Introduction

Patellofemoral issues remain a common post-operative complication after total knee arthroplasty (TKA). The prevalence of patellofemoral instability after TKA is between 1% and 12% [1, 2]. Mild degree of patellar maltracking, tilting or translation, may be associated with anterior knee pain and can lead to subluxation or dislocation [3,4,5]. There are several factors affecting the stability of the patellofemoral joint including prosthetic component position, overall limb alignment, rotational alignment, preparation of the patella, prosthetic design, and soft tissue balance.

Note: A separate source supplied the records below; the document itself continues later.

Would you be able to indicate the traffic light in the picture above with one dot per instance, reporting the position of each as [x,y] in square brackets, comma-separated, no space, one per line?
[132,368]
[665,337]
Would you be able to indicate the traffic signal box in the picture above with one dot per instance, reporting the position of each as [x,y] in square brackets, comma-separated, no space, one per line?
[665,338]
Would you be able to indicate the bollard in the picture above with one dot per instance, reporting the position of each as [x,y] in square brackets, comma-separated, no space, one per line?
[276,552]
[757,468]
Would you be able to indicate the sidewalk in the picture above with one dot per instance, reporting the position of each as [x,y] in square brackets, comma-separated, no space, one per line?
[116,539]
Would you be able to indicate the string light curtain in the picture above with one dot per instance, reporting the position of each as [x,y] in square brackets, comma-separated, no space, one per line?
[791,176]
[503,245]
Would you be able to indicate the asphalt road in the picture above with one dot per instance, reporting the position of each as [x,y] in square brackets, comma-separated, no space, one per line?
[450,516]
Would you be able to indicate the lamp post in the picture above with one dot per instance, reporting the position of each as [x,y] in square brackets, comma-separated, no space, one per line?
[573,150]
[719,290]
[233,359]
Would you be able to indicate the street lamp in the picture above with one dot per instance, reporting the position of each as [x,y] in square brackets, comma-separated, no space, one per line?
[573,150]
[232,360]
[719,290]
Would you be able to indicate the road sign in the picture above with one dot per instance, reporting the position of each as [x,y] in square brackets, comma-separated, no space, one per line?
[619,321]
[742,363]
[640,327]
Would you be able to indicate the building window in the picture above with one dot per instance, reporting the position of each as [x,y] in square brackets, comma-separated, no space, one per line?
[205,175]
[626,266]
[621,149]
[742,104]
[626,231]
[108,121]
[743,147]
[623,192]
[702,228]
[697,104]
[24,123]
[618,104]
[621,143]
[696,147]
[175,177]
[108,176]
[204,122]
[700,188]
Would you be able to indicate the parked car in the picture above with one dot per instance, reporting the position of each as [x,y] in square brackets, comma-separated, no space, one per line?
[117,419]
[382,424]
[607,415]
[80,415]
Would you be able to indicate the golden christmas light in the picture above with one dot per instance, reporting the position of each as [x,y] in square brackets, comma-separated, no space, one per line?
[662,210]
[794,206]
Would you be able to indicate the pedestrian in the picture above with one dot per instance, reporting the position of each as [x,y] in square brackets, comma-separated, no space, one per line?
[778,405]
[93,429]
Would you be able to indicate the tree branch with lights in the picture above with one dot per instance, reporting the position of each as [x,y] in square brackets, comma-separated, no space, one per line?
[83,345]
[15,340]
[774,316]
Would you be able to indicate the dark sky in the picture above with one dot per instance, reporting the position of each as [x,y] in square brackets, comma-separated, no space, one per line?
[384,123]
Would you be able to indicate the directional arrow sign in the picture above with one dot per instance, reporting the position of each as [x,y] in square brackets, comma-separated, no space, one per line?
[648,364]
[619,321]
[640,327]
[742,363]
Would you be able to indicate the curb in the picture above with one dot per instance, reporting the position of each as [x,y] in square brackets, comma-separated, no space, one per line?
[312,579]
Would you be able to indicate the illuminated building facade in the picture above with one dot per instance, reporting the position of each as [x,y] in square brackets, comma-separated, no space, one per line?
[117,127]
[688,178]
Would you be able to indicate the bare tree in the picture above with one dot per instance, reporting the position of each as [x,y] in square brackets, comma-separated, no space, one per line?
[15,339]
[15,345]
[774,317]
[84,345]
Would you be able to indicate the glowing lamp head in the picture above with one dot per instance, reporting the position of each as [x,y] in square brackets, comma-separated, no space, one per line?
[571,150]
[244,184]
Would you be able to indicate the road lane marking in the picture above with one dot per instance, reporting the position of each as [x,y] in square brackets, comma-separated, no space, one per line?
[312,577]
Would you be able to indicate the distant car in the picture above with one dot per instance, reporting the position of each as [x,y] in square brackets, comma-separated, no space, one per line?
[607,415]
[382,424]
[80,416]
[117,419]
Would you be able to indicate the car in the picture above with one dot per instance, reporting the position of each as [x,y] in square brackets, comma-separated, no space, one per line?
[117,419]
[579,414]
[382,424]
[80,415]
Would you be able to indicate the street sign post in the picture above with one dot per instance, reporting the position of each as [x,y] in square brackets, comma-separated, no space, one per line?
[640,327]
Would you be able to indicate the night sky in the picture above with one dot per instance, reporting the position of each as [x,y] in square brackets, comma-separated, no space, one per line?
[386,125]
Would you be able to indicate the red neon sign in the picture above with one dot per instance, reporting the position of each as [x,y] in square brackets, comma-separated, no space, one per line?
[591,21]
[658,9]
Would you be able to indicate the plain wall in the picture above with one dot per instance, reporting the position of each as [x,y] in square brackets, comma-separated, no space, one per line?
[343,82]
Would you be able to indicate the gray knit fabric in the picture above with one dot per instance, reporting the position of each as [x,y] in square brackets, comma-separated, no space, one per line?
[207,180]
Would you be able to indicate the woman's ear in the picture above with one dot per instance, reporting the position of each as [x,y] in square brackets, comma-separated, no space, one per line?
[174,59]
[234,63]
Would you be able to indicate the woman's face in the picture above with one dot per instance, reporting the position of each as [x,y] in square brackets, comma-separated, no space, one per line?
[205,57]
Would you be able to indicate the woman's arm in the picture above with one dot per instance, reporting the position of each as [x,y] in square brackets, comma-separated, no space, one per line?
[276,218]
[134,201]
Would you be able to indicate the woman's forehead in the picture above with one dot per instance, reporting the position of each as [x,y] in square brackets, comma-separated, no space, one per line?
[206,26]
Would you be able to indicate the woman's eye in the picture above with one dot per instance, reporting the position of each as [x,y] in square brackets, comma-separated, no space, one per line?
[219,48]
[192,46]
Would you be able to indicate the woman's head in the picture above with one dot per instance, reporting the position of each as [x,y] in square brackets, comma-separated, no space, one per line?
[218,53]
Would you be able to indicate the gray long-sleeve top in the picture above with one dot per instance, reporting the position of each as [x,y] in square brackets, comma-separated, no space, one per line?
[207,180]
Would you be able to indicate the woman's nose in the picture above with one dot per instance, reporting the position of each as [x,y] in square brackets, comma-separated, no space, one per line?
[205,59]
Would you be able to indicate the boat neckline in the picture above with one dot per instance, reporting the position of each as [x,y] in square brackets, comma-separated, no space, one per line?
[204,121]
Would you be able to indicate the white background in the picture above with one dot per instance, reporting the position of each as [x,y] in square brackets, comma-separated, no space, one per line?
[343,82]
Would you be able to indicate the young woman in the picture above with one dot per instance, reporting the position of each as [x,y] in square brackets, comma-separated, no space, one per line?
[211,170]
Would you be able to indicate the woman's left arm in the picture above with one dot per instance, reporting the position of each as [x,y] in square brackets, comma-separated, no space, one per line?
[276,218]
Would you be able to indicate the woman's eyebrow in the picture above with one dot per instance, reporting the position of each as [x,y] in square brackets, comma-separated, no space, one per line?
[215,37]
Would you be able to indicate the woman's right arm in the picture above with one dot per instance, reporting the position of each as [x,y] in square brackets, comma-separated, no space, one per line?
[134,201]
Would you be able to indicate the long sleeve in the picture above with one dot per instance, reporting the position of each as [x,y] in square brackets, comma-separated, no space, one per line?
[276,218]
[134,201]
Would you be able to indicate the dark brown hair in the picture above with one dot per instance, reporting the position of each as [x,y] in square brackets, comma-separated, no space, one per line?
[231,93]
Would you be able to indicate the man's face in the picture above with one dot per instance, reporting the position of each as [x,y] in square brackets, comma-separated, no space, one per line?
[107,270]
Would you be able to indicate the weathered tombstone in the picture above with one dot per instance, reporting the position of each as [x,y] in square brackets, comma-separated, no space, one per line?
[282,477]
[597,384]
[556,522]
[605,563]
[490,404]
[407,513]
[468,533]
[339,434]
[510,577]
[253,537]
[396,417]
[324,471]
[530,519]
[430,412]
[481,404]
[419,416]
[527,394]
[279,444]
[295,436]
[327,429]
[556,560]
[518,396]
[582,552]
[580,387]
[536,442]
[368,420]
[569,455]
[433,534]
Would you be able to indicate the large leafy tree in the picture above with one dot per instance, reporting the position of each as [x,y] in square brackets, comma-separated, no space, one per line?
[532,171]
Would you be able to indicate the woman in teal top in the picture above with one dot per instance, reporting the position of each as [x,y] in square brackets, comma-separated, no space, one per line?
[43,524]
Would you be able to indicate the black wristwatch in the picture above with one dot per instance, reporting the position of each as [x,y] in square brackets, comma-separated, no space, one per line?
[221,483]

Internal rotation of the femoral or tibial component increases lateral tilting and displacement of the patella. These findings are associated with patient dissatisfaction, poor functional outcomes, stiffness, and anterior knee pain after TKA [6,7,8,9,10]. Radiographs are not sufficient to assess component position in the axial plane and a computed tomography (CT) scanning is helpful in determining rotational position as a source of pain [6,7,8,9,10]. A computed tomography CT scan may be recommended in patients who present with anterior knee pain after primary TKA when no other causes are implicated. However, a patellar axial radiograph may play a major role in assessing patellofemoral alignment after TKA. Most surgeons routinely use an axial radiographic study during the routine follow-up visit. Proper patellar alignment is defined as patellar tilt less than or equal to 5° and patellar displacement less than or equal to 5 mm [11]. The correlation between patellar alignment on axial radiographs and clinical outcome after primary TKA remains the subject of debate [12,13,14]. The purpose of the present study was to evaluate the effect of patellar tilt and displacement after TKA on clinical outcome scores.

Methods

Retrospective review of 138 primary TKAs performed for osteoarthritis between January 2011 and December 2012 with minimum of 2-year follow-up was undertaken. Demographic information (age, sex, side, co-morbidities), operative information (date of surgery, lateral retinacular release) were abstracted from the medical record. 50 (36%) were male and 88 (64%) were female. The mean age was 71.3 (SD 10.3) years. The mean follow-up was 2.7 (SD 0.7) years. We excluded patients with a severe pre-operative coronal deformity (greater than 15° of varus or valgus from the mechanical axis), a severe post-operative coronal deformity (greater than 5° of varus or valgus from the mechanical axis), history of operation prior to primary TKA except knee arthroscopy for cartilage or meniscus procedure, history of knee arthroscopy to treatment of patellofemoral problems including instability or anterior knee pain syndrome and severe medical co-morbidity, lower extremity weakness, or spinal pathology and pre-operatively limited knee function. Pre-operatively 101 patients were in varus (73.2%) with a mean hip–knee ankle angle (HKA) of 7.8 (SD 3.5) degree and 37 patients were in valgus (26.8%) with a mean HKA of − 6.1 (SD 3.8) degrees. The post-operative HKA was 1.8 (SD 1.6) degrees. Knee Society Scores (KSS), Knee injury and Osteoarthritis Outcome Scores (KOOS), and the Western Ontario McMaster University Osteoarthritis Index (WOMAC) were calculated for each patient at final follow-up.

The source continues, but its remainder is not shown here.